Faktor-faktor yang menjadi pendorong berkembangnya perjanjian baku adalah kemajuan teknologi, meningkatnya hubungan kerjasama antar perusahaan maupun individu, kebutuhan akan sesuatu yang harus segera dipenuhi dengan proses yang cepat, dan persamaan atau pengulangan perjanjian dari satu pihak ke pihak lain, yang kemudian untuk memudahkannya, perjanjian tersebut dibuat dalam bentuk baku.

Asas kebebasan berkontrak dalam kaitannya dengan perjanjian baku adalah asas kebebasan berkontrak harus dihindarkan dari makna bebasnya para pihak untuk membentuk hukumnya sendiri. Para pihak sama sekali tidak mempunyai kemampuan untuk membuat Undang-undang bagi mereka. Mereka hanya diberi kebebasan untuk memilih hukumnya, hukum mana yang hendak digunakan sebagai dasar dari kontrak yang dibuat. Penggunaan perjanjian standar menyebabkan asas kebebasan berkontrak kurang atau bahkan tidak diwujudkan.





DAFTAR PUSTAKA



BUKU :

Abdulkadir Muhammad, Perjanjian Baku Dalam Praktek Perusahaan Perdagangan, Cet.1.

Gemala Dewi, Aspek-aspek Hukum dalam Perbankan dan Perasuransian Syariah di Indonesia, cet.3,Jakarta: Kencana,,2006.

Jessel dalam Haridjan Rusli, “Hukum Perjanjian Indonesia dan Common Law”,Jakarta: Pustaka Sinar Harapan, 1993.

Mariam Darus Badrulzaman dalam Shidarta. Hukum Perlindungan Konsumen, Jakarta: Grasindo, 2000.

-------------, Perjanjian Baku (Standard) Perkembangannya di Indonesia, Bandung,:Alumni, 1980.

R. Subekti, Hukum Perjanjian, Jakarta: Intermasa, 1987.

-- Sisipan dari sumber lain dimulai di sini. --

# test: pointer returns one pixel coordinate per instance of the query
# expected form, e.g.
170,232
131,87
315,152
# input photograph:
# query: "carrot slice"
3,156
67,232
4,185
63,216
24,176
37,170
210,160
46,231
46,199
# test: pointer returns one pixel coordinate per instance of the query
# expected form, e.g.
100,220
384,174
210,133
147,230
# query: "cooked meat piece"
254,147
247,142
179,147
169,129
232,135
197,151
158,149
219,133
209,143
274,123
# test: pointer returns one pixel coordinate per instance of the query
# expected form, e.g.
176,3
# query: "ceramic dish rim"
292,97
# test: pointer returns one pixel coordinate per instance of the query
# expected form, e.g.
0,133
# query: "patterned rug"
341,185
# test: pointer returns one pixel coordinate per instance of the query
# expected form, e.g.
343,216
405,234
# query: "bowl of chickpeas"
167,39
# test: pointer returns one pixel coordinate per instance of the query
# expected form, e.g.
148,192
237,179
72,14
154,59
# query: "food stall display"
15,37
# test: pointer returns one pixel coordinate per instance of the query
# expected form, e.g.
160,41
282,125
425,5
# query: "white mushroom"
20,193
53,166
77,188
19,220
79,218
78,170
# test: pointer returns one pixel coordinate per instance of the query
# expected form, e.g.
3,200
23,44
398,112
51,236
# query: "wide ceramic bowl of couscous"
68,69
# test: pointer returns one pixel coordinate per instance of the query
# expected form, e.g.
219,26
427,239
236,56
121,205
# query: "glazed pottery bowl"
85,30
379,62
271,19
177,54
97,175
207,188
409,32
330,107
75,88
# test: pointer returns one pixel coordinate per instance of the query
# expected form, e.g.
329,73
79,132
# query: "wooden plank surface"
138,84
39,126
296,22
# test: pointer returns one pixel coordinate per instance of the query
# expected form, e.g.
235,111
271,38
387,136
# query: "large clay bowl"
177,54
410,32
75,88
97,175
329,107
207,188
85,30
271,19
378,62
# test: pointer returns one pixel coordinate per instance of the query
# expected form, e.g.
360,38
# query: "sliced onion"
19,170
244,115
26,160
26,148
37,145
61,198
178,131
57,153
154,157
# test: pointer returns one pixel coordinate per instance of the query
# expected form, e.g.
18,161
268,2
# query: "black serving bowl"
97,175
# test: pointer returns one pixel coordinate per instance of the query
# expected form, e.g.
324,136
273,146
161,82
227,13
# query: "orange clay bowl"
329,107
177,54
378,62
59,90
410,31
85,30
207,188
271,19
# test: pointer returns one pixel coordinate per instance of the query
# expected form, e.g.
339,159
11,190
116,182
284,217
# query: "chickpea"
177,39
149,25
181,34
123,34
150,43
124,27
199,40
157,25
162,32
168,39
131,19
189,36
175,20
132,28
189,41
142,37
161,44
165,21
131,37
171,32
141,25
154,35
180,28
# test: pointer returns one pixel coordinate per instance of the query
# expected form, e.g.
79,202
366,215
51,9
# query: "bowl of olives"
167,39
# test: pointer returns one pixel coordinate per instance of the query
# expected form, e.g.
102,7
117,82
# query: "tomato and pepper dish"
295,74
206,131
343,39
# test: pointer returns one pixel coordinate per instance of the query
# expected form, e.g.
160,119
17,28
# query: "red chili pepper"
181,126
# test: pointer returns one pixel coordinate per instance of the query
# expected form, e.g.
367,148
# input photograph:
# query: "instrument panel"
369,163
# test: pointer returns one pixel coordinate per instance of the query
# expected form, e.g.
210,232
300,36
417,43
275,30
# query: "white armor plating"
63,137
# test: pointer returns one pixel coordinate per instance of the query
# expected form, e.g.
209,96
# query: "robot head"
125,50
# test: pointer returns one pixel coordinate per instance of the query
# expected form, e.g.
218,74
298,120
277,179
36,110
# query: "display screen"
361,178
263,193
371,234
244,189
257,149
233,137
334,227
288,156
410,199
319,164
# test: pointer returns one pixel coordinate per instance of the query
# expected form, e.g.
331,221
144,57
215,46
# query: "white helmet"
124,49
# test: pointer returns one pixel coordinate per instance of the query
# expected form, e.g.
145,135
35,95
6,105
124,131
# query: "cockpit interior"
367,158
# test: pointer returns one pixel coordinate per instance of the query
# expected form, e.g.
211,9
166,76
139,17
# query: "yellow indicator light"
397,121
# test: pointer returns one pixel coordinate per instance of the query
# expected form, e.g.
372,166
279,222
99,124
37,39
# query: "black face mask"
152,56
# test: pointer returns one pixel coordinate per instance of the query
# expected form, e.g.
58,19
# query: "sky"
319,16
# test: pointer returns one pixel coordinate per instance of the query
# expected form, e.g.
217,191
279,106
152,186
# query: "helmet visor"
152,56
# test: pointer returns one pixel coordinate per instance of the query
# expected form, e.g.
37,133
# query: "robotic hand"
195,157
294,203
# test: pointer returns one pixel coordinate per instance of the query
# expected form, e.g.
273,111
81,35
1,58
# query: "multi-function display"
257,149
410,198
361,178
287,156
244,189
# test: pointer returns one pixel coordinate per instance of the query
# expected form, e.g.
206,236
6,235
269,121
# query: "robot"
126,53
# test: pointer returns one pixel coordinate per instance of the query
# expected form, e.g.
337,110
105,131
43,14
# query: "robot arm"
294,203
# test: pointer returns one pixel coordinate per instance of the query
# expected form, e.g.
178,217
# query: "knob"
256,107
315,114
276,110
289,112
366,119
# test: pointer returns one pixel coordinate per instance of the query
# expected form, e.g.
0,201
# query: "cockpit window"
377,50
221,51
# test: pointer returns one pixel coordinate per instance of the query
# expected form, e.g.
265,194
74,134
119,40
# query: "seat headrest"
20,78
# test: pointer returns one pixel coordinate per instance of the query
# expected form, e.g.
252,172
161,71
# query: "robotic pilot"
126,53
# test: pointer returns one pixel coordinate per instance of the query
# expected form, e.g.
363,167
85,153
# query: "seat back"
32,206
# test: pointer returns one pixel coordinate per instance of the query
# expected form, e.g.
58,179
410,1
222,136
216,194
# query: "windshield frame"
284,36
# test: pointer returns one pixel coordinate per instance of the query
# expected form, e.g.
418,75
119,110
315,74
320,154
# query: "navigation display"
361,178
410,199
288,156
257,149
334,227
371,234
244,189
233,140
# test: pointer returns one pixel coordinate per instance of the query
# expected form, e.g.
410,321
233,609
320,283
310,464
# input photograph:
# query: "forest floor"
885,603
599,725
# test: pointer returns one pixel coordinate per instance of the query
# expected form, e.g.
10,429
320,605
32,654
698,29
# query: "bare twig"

Sutan Remy Sjahdeini, Kebebasan Berkontrak Dan Perlindungan Yang Seimbang Bagi Para Pihak Dalam Perjanjian Kredit Bank Di Indonesia, Jakarta: Institut Bankir indonesia, 1993.



JURNAL :



Mukhidin, Asas Kebebasan Berkontrak Dalam Kaitannya Dengan Perjanjian Baku, Jurnal e-Journal.upastegal.ac.id, diakses pada tanggal 13 April 2014, pukul 20.14.